国税の“伝家の宝刀”である同族会社の行為計算否認規定について、その適用の是非をめぐり国税不服審判所で争われていたことが分かりました。

 審査請求を行ったのは、建築内装材を製造・販売するA社です。A社はaとbという親子が代表取締役に就任しており、bは関連会社B社の代表取締役でもありました。
 B社は共同経営者の使い込みなどで債務超過の状態にあり、A社に増資を要請。A社は要請に応じて3千万円を払い込み、全額を投資有価証券勘定に計上しました。その後、B社が精算となり、精算結了時に同額を投資損失として損金の額に算入し法人税を申告しました。
 しかし、税務署は「B社には合理的な再建計画がなく、増資時には解散に向けた行動をとっていた。A社が損失負担などをすることについて理由がなく、増資に合理性がない」として、払込金は払込時の寄付金と判断。同族会社の行為計算否認規定を適用して否認しました。

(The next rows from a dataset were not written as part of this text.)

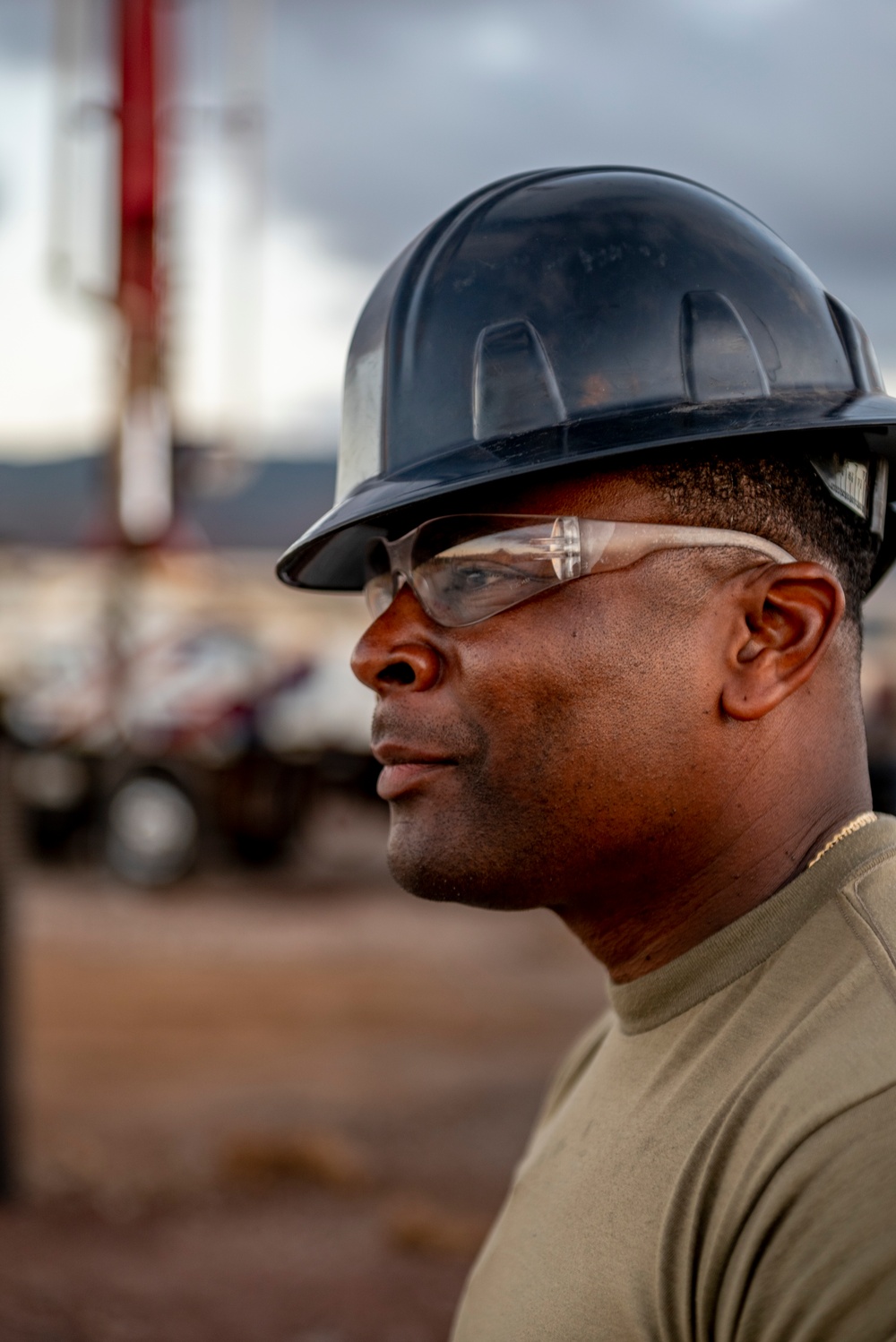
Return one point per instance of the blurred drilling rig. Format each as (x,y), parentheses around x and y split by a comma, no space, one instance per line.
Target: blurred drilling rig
(162,746)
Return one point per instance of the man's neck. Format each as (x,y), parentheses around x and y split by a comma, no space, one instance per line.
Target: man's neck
(661,919)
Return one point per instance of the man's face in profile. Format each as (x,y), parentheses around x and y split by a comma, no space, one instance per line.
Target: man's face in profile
(530,757)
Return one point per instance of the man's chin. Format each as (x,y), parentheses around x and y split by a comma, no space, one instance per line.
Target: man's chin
(445,878)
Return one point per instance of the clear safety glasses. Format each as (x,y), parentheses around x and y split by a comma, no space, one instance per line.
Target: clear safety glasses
(464,569)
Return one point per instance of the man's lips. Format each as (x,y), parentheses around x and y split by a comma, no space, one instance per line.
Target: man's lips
(404,767)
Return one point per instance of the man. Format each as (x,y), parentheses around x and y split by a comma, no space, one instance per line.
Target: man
(615,478)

 これに対し請求人は「B社は関連会社であり、顧客や取引先への影響を抑えるため損失負担を行うには理由があった」と主張しました。

 審判所はこの争いについて、「A社とB社は資金融通関係もなく、増資直前に資本関係はなかったことからすると、請求人が増資を引き受けなければならない特段の事情があったとはいえない」とし、増資を行ったことは「純経済人の行為として不自然、不合理なものと認められる」と判断。「増資は寄付金とまではいえない」として原処分庁の判断を一部取り消したものの、法人税の賦課課税を結論づけました。